There has been a deafening silence from the A Partnership for National Unity/Alliance For Change (APNU/AFC) Government on its massive loss at the long awaited Local Government Elections (LGE); a democratic process it has been pushing for years to be held.
The Opposition People’s Progressive Party/Civic (PPP/C) pulled significant votes in the Proportional Representation (PR) component of the historical Local Government Elections. This is according to the official results of the Guyana Elections Commission (GECOM); however, Government has not yet uttered a single word on this landslide victory by the single parliamentary Opposition.
The results updated on the Election Commission’s website showed the PPP reining in a total 123,564 votes, some 24,894 more than the coalition Government which gained 98,670 votes. The results were made available last evening, some four days after the election.
The results showed Government retaining significant support in municipalities within Georgetown, Linden, New Amsterdam, Bartica, Mabaruma, and Lethem; all communities that recently received township status.
Communities such as Rose Hall and Corriverton in Corentyne, Berbice and Anna Regina in Essequibo went to the Opposition.
Out of the 507,584 eligible voters in LGE, 239,070 persons or 47 per cent voted. Out of the total votes cast, 2744 were invalid.
The results according to regions show: the PPP/C receiving 1422 votes and the APNU/AFC receiving 1470 in Region One (Barima-Waini).
In Region Two (Pomeroon-Supenaam), the PPP/C secured 11,146 votes while the APNU/AFC secured 3021.

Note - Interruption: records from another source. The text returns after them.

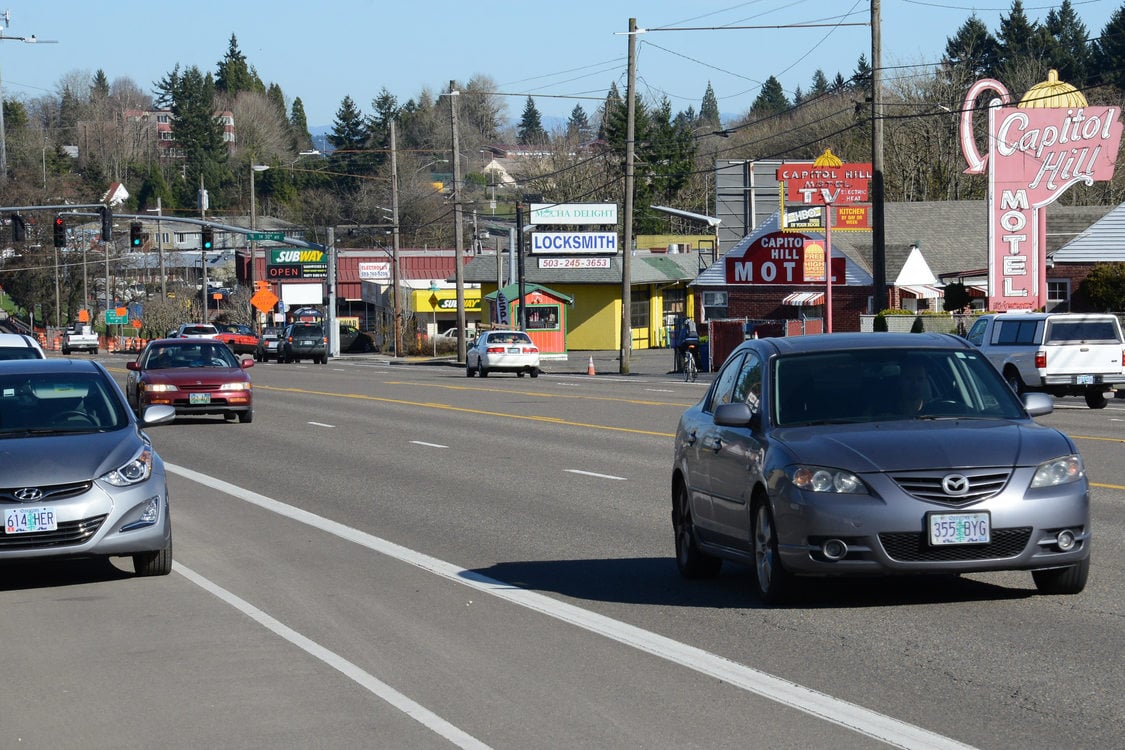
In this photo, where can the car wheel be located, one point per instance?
(153, 563)
(690, 559)
(1011, 375)
(1065, 580)
(773, 581)
(1096, 397)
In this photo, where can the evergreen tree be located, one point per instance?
(709, 109)
(972, 52)
(771, 100)
(530, 129)
(233, 74)
(577, 126)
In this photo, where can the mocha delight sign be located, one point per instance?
(1049, 142)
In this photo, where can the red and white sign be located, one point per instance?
(806, 183)
(1037, 153)
(782, 258)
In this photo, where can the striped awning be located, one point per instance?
(804, 298)
(923, 291)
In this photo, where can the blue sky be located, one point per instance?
(561, 54)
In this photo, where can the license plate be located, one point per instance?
(28, 521)
(959, 529)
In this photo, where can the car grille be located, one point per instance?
(50, 494)
(68, 534)
(982, 485)
(912, 547)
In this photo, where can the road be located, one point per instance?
(401, 557)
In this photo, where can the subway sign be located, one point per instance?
(289, 256)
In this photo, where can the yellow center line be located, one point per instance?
(447, 407)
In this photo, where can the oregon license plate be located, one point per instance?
(28, 521)
(959, 529)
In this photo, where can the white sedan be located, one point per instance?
(502, 351)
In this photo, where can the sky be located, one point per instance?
(561, 54)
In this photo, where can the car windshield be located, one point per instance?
(168, 357)
(47, 404)
(880, 385)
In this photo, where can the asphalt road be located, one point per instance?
(401, 557)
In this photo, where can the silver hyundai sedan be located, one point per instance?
(874, 454)
(78, 476)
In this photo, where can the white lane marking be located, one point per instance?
(591, 473)
(376, 686)
(836, 711)
(419, 442)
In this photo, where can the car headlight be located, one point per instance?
(133, 472)
(820, 479)
(1060, 471)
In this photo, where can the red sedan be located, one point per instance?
(196, 376)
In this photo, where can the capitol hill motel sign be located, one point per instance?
(1040, 147)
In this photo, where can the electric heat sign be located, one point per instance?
(783, 258)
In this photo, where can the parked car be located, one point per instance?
(20, 346)
(240, 337)
(195, 331)
(502, 351)
(195, 376)
(874, 454)
(353, 340)
(269, 344)
(80, 477)
(304, 341)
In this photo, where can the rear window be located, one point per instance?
(1065, 332)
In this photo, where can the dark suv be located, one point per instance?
(304, 341)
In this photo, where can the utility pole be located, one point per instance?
(627, 245)
(878, 193)
(396, 300)
(459, 240)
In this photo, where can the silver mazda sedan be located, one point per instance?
(874, 454)
(79, 478)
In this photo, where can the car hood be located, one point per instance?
(42, 460)
(925, 444)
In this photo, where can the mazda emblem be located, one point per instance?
(955, 485)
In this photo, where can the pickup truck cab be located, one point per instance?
(1058, 353)
(80, 339)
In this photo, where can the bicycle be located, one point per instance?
(691, 369)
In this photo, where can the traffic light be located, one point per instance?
(18, 228)
(107, 225)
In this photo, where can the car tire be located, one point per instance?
(1063, 581)
(1096, 397)
(153, 563)
(691, 561)
(774, 584)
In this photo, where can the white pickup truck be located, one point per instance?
(1059, 353)
(80, 339)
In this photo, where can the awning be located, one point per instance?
(804, 298)
(923, 291)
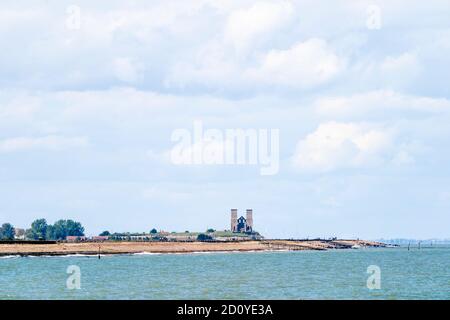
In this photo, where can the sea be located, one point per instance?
(375, 273)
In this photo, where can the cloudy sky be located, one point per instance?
(359, 90)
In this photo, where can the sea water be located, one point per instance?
(336, 274)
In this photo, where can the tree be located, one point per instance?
(63, 228)
(203, 237)
(38, 230)
(7, 232)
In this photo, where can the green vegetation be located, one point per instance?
(203, 237)
(7, 232)
(40, 230)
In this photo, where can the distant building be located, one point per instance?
(75, 238)
(19, 234)
(241, 224)
(99, 238)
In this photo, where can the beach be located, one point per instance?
(91, 248)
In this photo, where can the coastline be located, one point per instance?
(112, 248)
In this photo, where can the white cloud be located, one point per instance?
(336, 145)
(126, 70)
(42, 143)
(304, 65)
(245, 25)
(381, 103)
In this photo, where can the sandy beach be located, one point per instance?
(175, 247)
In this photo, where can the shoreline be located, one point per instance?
(116, 248)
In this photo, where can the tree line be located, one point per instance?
(41, 230)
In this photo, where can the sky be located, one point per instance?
(92, 91)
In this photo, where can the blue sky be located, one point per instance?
(358, 89)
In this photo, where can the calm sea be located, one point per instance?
(338, 274)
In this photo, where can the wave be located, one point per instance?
(10, 257)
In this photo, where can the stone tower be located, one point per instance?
(233, 220)
(249, 219)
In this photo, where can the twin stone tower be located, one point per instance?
(243, 225)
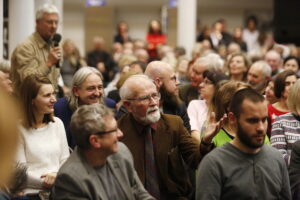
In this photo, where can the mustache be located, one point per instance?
(151, 109)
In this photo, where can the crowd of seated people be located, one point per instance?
(172, 110)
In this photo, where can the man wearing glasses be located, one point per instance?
(37, 54)
(165, 80)
(100, 167)
(158, 142)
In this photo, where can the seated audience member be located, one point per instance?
(221, 101)
(189, 92)
(100, 167)
(294, 171)
(9, 133)
(158, 159)
(166, 83)
(198, 110)
(269, 92)
(238, 66)
(14, 189)
(282, 85)
(259, 75)
(5, 81)
(43, 144)
(292, 63)
(244, 168)
(101, 60)
(286, 128)
(71, 63)
(273, 58)
(87, 88)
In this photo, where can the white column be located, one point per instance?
(21, 21)
(186, 29)
(1, 29)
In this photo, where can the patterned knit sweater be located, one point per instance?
(285, 132)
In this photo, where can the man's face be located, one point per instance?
(274, 61)
(196, 75)
(90, 91)
(143, 107)
(109, 141)
(47, 25)
(252, 124)
(255, 76)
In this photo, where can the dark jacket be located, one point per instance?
(173, 146)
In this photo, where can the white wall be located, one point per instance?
(138, 16)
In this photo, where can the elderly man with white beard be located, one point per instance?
(159, 143)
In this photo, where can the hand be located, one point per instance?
(48, 180)
(213, 128)
(54, 56)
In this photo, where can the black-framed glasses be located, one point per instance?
(106, 132)
(146, 99)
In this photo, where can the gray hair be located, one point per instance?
(212, 61)
(128, 89)
(78, 79)
(46, 8)
(5, 66)
(265, 68)
(88, 120)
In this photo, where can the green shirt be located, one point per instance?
(222, 138)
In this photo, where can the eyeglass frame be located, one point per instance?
(155, 96)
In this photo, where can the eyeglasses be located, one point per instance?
(146, 99)
(106, 132)
(50, 22)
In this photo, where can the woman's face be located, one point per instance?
(292, 65)
(207, 89)
(289, 82)
(44, 101)
(237, 66)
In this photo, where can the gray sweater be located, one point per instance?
(228, 173)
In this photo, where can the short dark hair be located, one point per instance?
(29, 91)
(279, 83)
(292, 58)
(88, 120)
(238, 98)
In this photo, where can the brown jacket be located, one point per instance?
(30, 57)
(172, 143)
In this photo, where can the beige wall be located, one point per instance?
(138, 17)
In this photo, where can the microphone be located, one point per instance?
(55, 41)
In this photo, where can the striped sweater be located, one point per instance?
(285, 132)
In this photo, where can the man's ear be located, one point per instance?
(127, 105)
(94, 141)
(231, 118)
(158, 83)
(75, 91)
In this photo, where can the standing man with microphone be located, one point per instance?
(40, 52)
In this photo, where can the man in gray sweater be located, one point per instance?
(244, 168)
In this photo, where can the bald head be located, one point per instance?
(163, 75)
(132, 86)
(273, 58)
(158, 69)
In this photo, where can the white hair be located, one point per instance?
(46, 8)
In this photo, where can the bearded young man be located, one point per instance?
(244, 168)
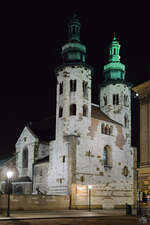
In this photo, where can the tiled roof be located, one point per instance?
(45, 159)
(98, 114)
(22, 179)
(44, 129)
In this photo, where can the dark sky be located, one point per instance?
(31, 36)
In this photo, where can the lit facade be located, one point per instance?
(92, 144)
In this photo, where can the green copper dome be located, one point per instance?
(114, 49)
(74, 51)
(114, 70)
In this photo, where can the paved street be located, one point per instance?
(72, 217)
(77, 221)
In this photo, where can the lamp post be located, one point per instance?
(9, 176)
(89, 192)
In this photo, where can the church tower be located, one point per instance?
(115, 92)
(73, 109)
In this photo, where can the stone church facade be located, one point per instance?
(85, 144)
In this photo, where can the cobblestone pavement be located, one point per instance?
(78, 221)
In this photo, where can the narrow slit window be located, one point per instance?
(61, 88)
(60, 112)
(72, 110)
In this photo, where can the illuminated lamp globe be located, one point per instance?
(9, 174)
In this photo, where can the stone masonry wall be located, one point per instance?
(34, 202)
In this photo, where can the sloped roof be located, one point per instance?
(45, 159)
(44, 129)
(22, 179)
(98, 114)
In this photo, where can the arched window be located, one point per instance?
(85, 110)
(126, 121)
(103, 128)
(85, 89)
(111, 130)
(107, 156)
(60, 111)
(105, 100)
(72, 109)
(72, 85)
(25, 158)
(115, 99)
(107, 129)
(61, 88)
(126, 100)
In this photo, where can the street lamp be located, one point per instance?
(9, 176)
(89, 188)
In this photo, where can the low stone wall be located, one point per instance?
(34, 202)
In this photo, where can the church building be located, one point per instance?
(85, 145)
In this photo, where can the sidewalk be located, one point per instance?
(17, 215)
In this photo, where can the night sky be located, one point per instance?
(31, 36)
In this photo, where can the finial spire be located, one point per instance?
(114, 38)
(114, 49)
(74, 29)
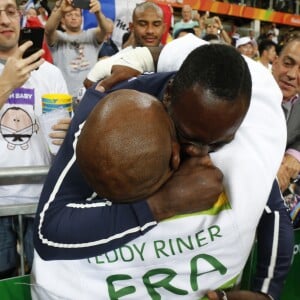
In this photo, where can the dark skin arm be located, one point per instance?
(120, 73)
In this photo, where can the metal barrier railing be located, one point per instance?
(18, 175)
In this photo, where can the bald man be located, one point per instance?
(137, 150)
(74, 227)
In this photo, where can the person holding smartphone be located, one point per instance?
(23, 80)
(75, 50)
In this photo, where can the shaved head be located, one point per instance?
(126, 147)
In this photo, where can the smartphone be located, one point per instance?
(36, 35)
(83, 4)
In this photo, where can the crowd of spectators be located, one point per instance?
(75, 53)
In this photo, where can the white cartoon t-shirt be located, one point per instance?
(21, 141)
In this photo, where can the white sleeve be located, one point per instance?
(139, 58)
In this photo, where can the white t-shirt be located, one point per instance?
(185, 256)
(21, 141)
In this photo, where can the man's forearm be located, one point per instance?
(53, 22)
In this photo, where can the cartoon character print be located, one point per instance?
(17, 127)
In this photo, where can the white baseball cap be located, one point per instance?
(243, 41)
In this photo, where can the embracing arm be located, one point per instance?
(72, 224)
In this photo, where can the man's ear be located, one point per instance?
(167, 95)
(175, 158)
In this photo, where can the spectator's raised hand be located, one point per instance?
(17, 69)
(95, 6)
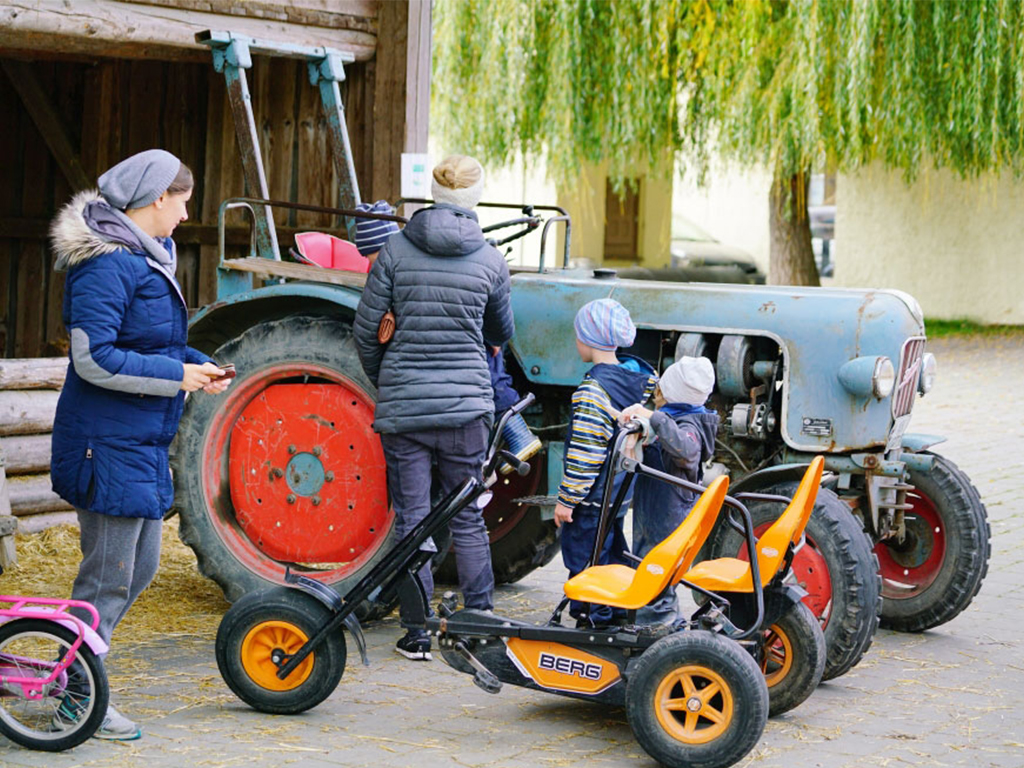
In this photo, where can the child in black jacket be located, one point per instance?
(685, 439)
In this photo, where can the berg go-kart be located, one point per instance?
(694, 696)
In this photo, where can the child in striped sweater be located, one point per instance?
(614, 382)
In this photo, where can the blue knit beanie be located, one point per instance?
(604, 324)
(137, 181)
(372, 233)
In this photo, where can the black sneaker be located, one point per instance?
(415, 645)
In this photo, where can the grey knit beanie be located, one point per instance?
(137, 181)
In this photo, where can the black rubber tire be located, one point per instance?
(968, 551)
(300, 609)
(529, 546)
(807, 643)
(732, 664)
(99, 690)
(853, 568)
(326, 341)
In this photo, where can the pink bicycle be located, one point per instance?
(53, 688)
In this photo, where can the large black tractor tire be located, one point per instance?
(208, 522)
(935, 572)
(836, 540)
(530, 545)
(696, 699)
(278, 622)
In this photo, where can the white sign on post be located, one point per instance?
(415, 175)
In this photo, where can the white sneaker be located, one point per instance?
(117, 727)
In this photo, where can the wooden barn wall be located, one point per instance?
(114, 108)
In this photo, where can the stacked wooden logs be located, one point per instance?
(29, 392)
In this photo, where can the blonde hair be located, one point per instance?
(458, 172)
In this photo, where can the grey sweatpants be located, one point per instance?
(120, 556)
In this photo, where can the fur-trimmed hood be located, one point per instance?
(73, 241)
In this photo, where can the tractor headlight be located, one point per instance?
(928, 371)
(867, 376)
(884, 378)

In Region Three (Essequibo Islands-West Demerara), the PPP/C ran away with 28,983, while the APNU/AFC took 11,896 votes.
In Region Four (Demerara-Mahaica), the PPP/C secured 37,692 votes while Government followed with 23,047.
Region Five (Mahaica-Berbice), the PPP moved ahead with 9411, while the APNU/AFC secured 8783.
In Region Six (East Berbice-Corentyne), the Opposition secured 27,427 votes, while the APNU/AFC received 10,021.
Regions Seven (Cuyuni-Mazaruni) and Nine (Upper Takatu-Upper Essequibo), saw Government leading with 2132 and 662 respectively, while the Opposition followed with 853 and 457 respectively.
In Region 10 (Upper Demerara-Berbice), Government took a sweeping victory by securing 7412 votes, while the Opposition PPP secured a meagre 417.
On March 18, Guyanese went to the polls after more than 22 years. While the turnout was not as expected, Government said it was pleased that persons chose to exercise their franchise in this regard. The run up to the election saw a number of individuals and groups, along with the major political parties carrying out some rigorous campaigns, for what each said was a move to restore local communities for those who dwell there.
Some persons expressed the view that many Guyanese who were eligible to vote were completely unaware of the importance of the elections and consequently decided not to cast their ballot.
The low voter turnout was compounded by reports indicating that substantial amounts of voters were denied the opportunity to vote.
Reports suggest that residents from certain areas could not locate their correct polling stations; whereas in other cases, there was allegedly no nearby polling place available.
Attempts to contact GECOM officials on the matter proved futile as all calls to their phones went unanswered.
In the lead-up to LGE, the PPP/C parliamentary Opposition raised heaping concerns about the process; the Government’s readiness for the elections and the Election body’s preparedness to host it.
The Party was particularly concerned about a repeat of the General and Regional Elections 2015 where fake Statements of Poll were infiltrated into GECOM’s machinery and where a number of discrepancies plagued the process which was designed to be transparent.
Moreover GECOM’s voter education campaign is another feature of the LGE which received tons of criticism from all sections of society.
Critics contended that the campaigns commenced too late, adding that it failed to spur excitement among Guyanese, especially first-time voters who were clueless about the process.